*Micah Johnson, a former second baseman and outfielder for the White Sox, Dodgers, Braves and Rays, has indulged in his longtime passion and is now a professional artist of critically acclaimed and highly sought-after fine art paintings.
His latest work, which opened at Art Angels over the summer, was inspired by an overheard question posed by his nephew: “Mom, can astronauts be Black?”
Per MLB.com’s Michael Clair:
Many of his paintings feature real subjects wearing an astronaut’s helmet, while they paint or draw or learn the cello or simply play hopscotch. The helmet represents the dreams Black kids have and the opportunities that are hopefully open to them. He uses colors and images that children can relate to. He wants Black children to see themselves in a fine art world that is historically dominated by white artists and subjects.
“My whole mission is to inspire children,” Johnson told MLB.com. “But I try to have that looseness to it. And that’s just how I am. I work a lot with just my hands. Sometimes I don’t even have a paintbrush in my studio. I try to do these really bold lines and have that perfect blend of whitespace and also color. That’s how I’d define my style now.”

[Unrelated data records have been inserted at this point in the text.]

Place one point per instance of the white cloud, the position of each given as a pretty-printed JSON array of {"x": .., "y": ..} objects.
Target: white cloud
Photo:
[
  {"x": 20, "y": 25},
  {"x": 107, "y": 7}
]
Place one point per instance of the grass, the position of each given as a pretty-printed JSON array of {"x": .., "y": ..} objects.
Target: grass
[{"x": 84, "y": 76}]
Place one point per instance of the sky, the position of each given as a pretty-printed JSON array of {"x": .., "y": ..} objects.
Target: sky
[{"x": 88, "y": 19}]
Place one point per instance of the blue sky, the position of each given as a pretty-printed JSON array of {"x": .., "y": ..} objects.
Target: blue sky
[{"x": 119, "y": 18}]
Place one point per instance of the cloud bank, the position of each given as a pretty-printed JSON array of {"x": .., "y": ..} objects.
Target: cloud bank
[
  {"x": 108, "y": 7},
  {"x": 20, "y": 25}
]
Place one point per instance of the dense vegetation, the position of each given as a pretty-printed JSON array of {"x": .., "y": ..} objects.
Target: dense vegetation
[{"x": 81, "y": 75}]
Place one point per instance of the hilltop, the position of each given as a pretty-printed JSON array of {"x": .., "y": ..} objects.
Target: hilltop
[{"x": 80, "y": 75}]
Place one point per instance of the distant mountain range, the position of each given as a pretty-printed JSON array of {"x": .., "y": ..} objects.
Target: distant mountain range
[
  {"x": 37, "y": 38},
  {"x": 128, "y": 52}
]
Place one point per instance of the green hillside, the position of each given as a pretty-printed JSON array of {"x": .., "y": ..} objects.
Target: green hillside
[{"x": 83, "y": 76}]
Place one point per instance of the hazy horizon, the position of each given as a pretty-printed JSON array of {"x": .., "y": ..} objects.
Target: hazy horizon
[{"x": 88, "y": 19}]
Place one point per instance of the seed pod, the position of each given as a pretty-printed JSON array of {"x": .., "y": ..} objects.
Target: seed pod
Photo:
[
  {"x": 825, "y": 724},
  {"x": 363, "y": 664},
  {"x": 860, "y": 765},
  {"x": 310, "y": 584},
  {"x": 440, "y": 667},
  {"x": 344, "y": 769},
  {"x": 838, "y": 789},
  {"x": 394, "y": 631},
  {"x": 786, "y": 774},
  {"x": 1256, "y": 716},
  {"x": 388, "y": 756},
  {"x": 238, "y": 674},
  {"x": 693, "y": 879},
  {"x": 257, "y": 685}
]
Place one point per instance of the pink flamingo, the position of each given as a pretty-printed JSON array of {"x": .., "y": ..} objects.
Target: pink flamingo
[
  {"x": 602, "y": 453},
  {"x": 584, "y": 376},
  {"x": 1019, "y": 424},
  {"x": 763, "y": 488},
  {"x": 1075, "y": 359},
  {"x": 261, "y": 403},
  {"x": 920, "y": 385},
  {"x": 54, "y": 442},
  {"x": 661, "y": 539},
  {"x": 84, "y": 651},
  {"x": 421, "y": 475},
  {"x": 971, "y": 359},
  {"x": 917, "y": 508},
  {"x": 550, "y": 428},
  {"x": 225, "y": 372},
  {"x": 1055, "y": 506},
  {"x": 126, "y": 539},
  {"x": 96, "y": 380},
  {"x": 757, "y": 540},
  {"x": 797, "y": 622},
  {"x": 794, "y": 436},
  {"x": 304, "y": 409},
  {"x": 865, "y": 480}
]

“If I try to really, really focus on the eyes, make the viewer feel this connection — and if they feel that connection — then maybe it will change their perspective on something,” Johnson said.
“In the beginning, it was all inspired by my nephews because I just wanted to inspire them. And that’s how my approach is — I tried to focus on inspiring one person,” Johnson said. “So, a lot of my subjects are real subjects. And I think that’s a message for everybody else — just focus on impacting one person and you’ll really impact the world. So, for me, it’s my nephews, and they’re young, and maybe when they grow up, and they start looking at this, maybe they’ll feel inspired.”

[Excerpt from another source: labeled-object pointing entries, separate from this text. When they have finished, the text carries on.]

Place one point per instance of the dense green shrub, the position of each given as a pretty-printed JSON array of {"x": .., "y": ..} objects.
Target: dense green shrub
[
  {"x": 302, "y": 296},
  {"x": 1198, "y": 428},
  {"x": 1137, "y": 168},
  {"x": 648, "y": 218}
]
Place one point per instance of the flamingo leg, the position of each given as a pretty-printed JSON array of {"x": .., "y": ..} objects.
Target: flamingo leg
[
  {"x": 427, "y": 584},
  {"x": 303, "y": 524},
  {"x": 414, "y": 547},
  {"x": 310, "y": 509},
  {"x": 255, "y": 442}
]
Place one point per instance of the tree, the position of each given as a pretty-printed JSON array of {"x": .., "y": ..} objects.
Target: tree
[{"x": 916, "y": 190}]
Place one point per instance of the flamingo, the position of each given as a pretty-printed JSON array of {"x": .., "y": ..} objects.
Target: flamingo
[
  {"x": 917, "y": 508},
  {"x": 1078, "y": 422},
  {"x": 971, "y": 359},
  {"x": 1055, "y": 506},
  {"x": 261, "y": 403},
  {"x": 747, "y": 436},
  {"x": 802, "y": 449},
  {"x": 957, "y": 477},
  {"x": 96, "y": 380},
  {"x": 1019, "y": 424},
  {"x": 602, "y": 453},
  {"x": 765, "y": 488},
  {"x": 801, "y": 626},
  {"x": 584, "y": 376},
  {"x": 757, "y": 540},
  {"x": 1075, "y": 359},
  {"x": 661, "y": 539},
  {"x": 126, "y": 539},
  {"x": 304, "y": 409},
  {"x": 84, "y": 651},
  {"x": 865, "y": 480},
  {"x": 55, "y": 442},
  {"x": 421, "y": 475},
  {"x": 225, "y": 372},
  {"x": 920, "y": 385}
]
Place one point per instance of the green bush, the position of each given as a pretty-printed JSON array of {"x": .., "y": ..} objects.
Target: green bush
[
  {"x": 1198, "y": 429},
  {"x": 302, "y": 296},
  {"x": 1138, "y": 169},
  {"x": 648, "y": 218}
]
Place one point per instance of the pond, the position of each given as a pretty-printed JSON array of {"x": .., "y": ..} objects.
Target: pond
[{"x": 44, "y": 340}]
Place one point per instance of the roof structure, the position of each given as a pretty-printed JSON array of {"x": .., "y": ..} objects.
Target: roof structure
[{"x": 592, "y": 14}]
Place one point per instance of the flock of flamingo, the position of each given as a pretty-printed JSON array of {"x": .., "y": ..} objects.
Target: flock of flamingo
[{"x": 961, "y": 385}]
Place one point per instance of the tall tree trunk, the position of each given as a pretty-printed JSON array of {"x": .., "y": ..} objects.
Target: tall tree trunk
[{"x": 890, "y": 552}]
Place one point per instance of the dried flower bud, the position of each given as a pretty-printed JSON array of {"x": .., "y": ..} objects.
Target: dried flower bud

The theme is present in his most recent work, “sä-v(ə-)rən-tē” (pronounced sovereignty), but the presentation is drastically different from anything Johnson has done before.
This piece is a digital artwork available to view on Apple TV or on a billboard at 901 W. Olympic Blvd. in Los Angeles from Dec. 7 through Jan. 10. It features two young children (Jacque, 8, and Rayden, 7), who have experienced tragedy in their lives staring at a closed door in a field, with an astronaut standing on the other side.

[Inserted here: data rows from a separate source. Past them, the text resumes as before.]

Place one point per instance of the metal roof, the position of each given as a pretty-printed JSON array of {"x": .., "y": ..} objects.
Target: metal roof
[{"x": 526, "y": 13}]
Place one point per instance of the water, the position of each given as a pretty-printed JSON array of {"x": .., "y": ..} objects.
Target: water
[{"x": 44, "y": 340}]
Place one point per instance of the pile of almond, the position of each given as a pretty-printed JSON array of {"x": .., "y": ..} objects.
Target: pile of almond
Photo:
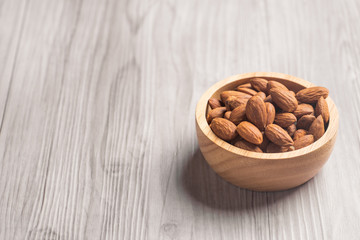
[{"x": 265, "y": 116}]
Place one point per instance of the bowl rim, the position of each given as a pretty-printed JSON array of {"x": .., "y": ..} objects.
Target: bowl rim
[{"x": 202, "y": 105}]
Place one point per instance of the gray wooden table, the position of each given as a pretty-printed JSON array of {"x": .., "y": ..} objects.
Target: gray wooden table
[{"x": 97, "y": 101}]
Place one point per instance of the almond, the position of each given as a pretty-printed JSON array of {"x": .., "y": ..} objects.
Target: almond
[
  {"x": 227, "y": 115},
  {"x": 303, "y": 141},
  {"x": 247, "y": 146},
  {"x": 273, "y": 148},
  {"x": 322, "y": 109},
  {"x": 261, "y": 94},
  {"x": 299, "y": 133},
  {"x": 224, "y": 95},
  {"x": 274, "y": 84},
  {"x": 238, "y": 114},
  {"x": 256, "y": 112},
  {"x": 278, "y": 135},
  {"x": 317, "y": 127},
  {"x": 270, "y": 113},
  {"x": 284, "y": 99},
  {"x": 303, "y": 109},
  {"x": 223, "y": 128},
  {"x": 247, "y": 85},
  {"x": 285, "y": 119},
  {"x": 291, "y": 129},
  {"x": 233, "y": 102},
  {"x": 312, "y": 94},
  {"x": 259, "y": 84},
  {"x": 265, "y": 142},
  {"x": 214, "y": 103},
  {"x": 249, "y": 132},
  {"x": 214, "y": 113},
  {"x": 246, "y": 90},
  {"x": 305, "y": 122},
  {"x": 268, "y": 99}
]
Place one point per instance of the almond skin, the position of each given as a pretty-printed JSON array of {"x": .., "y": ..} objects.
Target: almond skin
[
  {"x": 278, "y": 135},
  {"x": 317, "y": 128},
  {"x": 246, "y": 90},
  {"x": 214, "y": 103},
  {"x": 305, "y": 121},
  {"x": 260, "y": 84},
  {"x": 227, "y": 115},
  {"x": 322, "y": 109},
  {"x": 270, "y": 113},
  {"x": 249, "y": 132},
  {"x": 303, "y": 109},
  {"x": 261, "y": 94},
  {"x": 247, "y": 85},
  {"x": 256, "y": 112},
  {"x": 291, "y": 129},
  {"x": 215, "y": 113},
  {"x": 238, "y": 114},
  {"x": 247, "y": 146},
  {"x": 224, "y": 95},
  {"x": 265, "y": 142},
  {"x": 299, "y": 133},
  {"x": 284, "y": 99},
  {"x": 274, "y": 84},
  {"x": 273, "y": 148},
  {"x": 303, "y": 141},
  {"x": 284, "y": 119},
  {"x": 233, "y": 102},
  {"x": 312, "y": 94},
  {"x": 224, "y": 129},
  {"x": 268, "y": 99}
]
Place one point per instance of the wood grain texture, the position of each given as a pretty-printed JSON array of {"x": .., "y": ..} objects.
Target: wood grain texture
[{"x": 97, "y": 104}]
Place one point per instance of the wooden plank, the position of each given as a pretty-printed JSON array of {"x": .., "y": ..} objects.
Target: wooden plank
[{"x": 97, "y": 103}]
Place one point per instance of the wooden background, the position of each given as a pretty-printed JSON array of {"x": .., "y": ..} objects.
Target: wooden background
[{"x": 97, "y": 132}]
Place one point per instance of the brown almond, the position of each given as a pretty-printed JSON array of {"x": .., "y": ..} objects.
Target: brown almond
[
  {"x": 247, "y": 146},
  {"x": 299, "y": 133},
  {"x": 227, "y": 115},
  {"x": 256, "y": 112},
  {"x": 259, "y": 84},
  {"x": 233, "y": 102},
  {"x": 303, "y": 141},
  {"x": 275, "y": 84},
  {"x": 247, "y": 85},
  {"x": 305, "y": 121},
  {"x": 265, "y": 142},
  {"x": 284, "y": 119},
  {"x": 284, "y": 99},
  {"x": 224, "y": 95},
  {"x": 246, "y": 90},
  {"x": 214, "y": 113},
  {"x": 322, "y": 109},
  {"x": 261, "y": 94},
  {"x": 312, "y": 94},
  {"x": 214, "y": 103},
  {"x": 303, "y": 109},
  {"x": 273, "y": 148},
  {"x": 317, "y": 127},
  {"x": 278, "y": 135},
  {"x": 270, "y": 113},
  {"x": 223, "y": 128},
  {"x": 291, "y": 129},
  {"x": 249, "y": 132},
  {"x": 238, "y": 114},
  {"x": 268, "y": 99}
]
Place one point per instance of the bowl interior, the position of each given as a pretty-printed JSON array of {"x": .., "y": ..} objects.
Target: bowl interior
[{"x": 293, "y": 83}]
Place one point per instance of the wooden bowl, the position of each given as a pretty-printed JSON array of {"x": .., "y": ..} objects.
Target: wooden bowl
[{"x": 263, "y": 171}]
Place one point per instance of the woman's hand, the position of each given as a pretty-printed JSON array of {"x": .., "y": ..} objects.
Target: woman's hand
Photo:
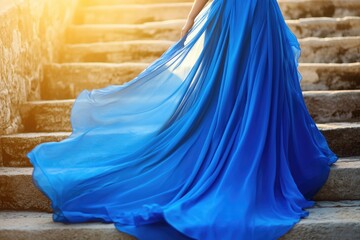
[
  {"x": 188, "y": 25},
  {"x": 198, "y": 5}
]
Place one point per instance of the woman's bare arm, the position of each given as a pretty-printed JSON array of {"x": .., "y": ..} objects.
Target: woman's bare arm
[{"x": 195, "y": 10}]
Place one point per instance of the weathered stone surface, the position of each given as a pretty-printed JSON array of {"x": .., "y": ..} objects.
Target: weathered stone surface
[
  {"x": 343, "y": 138},
  {"x": 324, "y": 106},
  {"x": 170, "y": 30},
  {"x": 333, "y": 220},
  {"x": 17, "y": 191},
  {"x": 330, "y": 50},
  {"x": 330, "y": 76},
  {"x": 333, "y": 106},
  {"x": 66, "y": 81},
  {"x": 320, "y": 50},
  {"x": 343, "y": 182},
  {"x": 40, "y": 226},
  {"x": 135, "y": 12},
  {"x": 47, "y": 116},
  {"x": 319, "y": 8},
  {"x": 17, "y": 194},
  {"x": 165, "y": 30},
  {"x": 326, "y": 221},
  {"x": 325, "y": 27},
  {"x": 116, "y": 52},
  {"x": 119, "y": 2},
  {"x": 16, "y": 146},
  {"x": 30, "y": 35}
]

Unlike a painting, viewers can watch “sä-v(ə-)rən-tē” change in real time. The light shifts from day to night and with each passing year, the door will swing open a little wider, giving Jacque and Rayden a wider glimpse at the astronaut who awaits them on the other side of the door. A QR code connected to a bitcoin wallet also appears on the children’s birthdays, allowing viewers to donate directly to them.